Point #1. Puff Out That Chest!
Let me clarify. I am not asking you to excessively arch your back and compress you T-spine. I just want you to hold your chest up high enough so that your back is not hunched over. If you try to do a row with a hunch back and your shoulders rounded forward, chances are you will not be able to do the complete movement. Our shoulder blades are designed to glide across the rib cage, but with a funky posture they can start to sit in weird positions. An example of this is scapular winging where your scapula drift away from the rib cage and stick out from your back. Not only is this indicative of a potentially unhealthy shoulder, but it just looks plain wacked!
By keeping your chest high and your back flat throughout the movement your shoulder blades should be able glide naturally on the rib cage. In many cases I coach people to have just a hint of spinal extension in their upper back because it really helps to get people to pull their shoulders back and get tall. This is actually very common among seasoned lifters even though there is a big push for keeping a neutral spine. As long as the spinal extension or arch in the upper back is not excessive, I have never had an issue with it. It has certainly helped a lot of my clients get into a better position. You still want to keep your abs tight and keep your head looking forward (neural) so that you are reinforcing a solid rowing pattern. Everyone’s shoulders are a bit different but generally a tall and very slightly arched position works well.
Retracted Scapula (Shoulder blades together)
Partial Protraction (Shoulder blades apart)
Point #2. Pull with the Scapula
The muscles of the shoulder girdle are many. Your shoulder is a very complex joint that allows you to go through a wide range of movement. The main movements that your shoulder blades can perform are retraction, protraction, upward rotation, downward rotation, elevation and depression. When you row properly, you want to retract and depress your scapula. The main muscles that are involved in rowing include the biceps, trapezius, rhomboids, teres major, latissimus dosi, rear deltoids. The main muscles involved in retraction and depression are you rhomboids and trapezius.

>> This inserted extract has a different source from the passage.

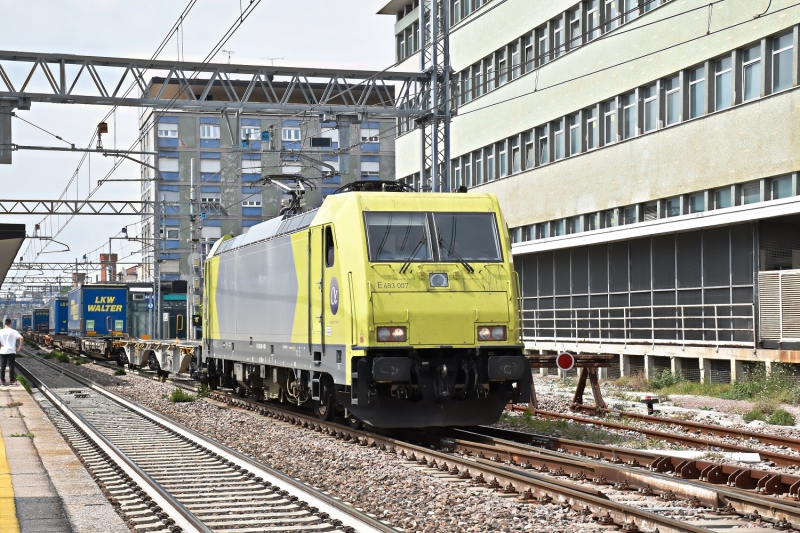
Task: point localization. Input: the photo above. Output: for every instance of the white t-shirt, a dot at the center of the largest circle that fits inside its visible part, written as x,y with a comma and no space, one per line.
8,340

When you perform the row, you want to start the movement with retraction and then pull the elbows back. I always tell my clients to bring their shoulder blades down and together. If you do not mention the importance of bringing your shoulder blades DOWN as well as together then they are likely to use their upper traps too much by shrugging up. Even if you want big upper traps, you do not want to get into the habit if forgetting to kick on your lower traps to pull the shoulder blades down. Doing so will train your body not to go through a full range of motion and you simply won’t get as much development in your lower traps.
Shrugged Pull (Upper trap dominant)
Lower Trap Activation (Proper pull)
Point # 3. Don’t Round Out Your Back Before You Pull
In exercise there are two phases of a muscle contraction. The phase when you shorten the muscle is called the “concentric” phase, and the phase when you lengthen the muscle is called the “eccentric” phase. When you pull back for your row, that is the concentric phase, so when your shoulder blades come apart and your arms straighten up again, that is the eccentric phase.
Still with me? Good.
When you do the eccentric phase of the row, you may feel like rounding out your back to get maximal protection so that you can also get full retraction. I would not recommend rounding out your back at any point during the row. We do not want to put stress on our spine by continuously flexing and extending the spine while under load.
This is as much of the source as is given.